The Cubs didn’t add Hoerner, of course, to the 40-man roster until Monday. However, there is a loophole to the aforementioned rule, if the Cubs reach the postseason and want Hoerner on the roster.

Teams can add players in Hoerner’s position to a postseason roster via a petition to the Commissioner’s Office if:

-the player was in the organization on Aug. 31 and
-is replacing someone on the injured list who has served the minimum amount of time for activation (ex: a player on the 10-day IL who has served 10 days there)

The Cubs can get Hoerner on their postseason roster using a player such as Brandon Morrow. Morrow has been on the 60-day injured list since May 2, so he matches the above criteria.
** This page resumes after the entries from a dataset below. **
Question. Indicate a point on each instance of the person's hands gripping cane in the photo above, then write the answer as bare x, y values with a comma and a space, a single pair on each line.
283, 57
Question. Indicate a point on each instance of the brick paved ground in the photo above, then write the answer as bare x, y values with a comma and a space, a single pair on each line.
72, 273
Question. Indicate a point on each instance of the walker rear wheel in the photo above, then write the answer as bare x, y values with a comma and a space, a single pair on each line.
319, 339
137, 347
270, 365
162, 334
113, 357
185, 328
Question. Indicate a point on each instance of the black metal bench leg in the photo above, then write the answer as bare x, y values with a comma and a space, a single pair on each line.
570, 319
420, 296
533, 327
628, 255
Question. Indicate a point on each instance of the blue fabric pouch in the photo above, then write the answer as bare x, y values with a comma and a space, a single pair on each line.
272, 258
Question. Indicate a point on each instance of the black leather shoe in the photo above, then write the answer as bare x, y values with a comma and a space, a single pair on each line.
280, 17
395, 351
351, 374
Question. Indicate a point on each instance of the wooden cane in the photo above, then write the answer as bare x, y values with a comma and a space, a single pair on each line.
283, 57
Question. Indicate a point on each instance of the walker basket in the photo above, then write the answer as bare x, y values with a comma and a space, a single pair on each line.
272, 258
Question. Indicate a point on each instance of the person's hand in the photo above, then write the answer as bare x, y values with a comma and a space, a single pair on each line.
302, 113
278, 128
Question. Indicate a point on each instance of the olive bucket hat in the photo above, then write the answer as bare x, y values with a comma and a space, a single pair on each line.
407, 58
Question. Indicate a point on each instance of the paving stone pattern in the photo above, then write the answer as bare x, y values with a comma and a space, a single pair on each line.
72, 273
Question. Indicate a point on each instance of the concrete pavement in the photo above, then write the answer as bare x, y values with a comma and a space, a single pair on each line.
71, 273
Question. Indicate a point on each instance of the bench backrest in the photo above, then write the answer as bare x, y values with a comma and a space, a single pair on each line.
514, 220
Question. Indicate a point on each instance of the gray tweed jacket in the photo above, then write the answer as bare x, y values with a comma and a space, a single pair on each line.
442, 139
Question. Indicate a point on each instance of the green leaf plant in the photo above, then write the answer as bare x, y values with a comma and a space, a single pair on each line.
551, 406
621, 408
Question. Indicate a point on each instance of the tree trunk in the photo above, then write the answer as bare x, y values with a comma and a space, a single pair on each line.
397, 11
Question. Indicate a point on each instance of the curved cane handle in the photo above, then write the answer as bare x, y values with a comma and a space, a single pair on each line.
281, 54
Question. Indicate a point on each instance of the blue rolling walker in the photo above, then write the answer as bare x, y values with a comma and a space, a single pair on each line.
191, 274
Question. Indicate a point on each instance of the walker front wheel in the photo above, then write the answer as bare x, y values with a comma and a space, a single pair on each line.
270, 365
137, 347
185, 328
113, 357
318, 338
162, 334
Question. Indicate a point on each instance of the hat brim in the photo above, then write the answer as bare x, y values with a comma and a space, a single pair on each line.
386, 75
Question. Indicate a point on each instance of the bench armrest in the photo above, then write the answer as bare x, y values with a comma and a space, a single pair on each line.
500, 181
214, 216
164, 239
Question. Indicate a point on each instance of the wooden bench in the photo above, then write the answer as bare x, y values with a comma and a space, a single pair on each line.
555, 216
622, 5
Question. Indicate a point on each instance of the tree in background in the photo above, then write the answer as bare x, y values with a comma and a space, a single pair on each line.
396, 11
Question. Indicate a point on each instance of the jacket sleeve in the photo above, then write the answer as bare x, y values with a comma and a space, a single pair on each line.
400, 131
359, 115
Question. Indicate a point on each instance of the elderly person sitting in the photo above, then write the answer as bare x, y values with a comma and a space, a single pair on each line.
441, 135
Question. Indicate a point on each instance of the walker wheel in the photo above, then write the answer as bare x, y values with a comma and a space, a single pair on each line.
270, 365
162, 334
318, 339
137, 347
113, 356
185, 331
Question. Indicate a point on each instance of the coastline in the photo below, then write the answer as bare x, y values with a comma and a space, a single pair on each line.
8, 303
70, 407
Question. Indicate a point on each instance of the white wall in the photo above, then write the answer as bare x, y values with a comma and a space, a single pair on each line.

Báez is set to spend the rest of the regular season rehabbing his fractured left thumb, all with the hope of returning in October for a Cubs postseason run. Knowing how competitive Báez is, though, one would think he'll do everything he can to make it back to the Cubs by October.


Even if Báez returns in time, the Cubs will have an interesting decision to make. If Hoerner continues to hit, he could be a potent weapon in the postseason, especially when considering his speed and defensive skill and versatility (he can play second base and center field, too).

Hoerner has just one game under his big league belt, albeit an impressive one. Whether he keeps up this success is to be determined, but based on the sample size at hand, Hoerner seems capable of helping the Cubs reach the postseason, even if he doesn't get the chance to play in October himself.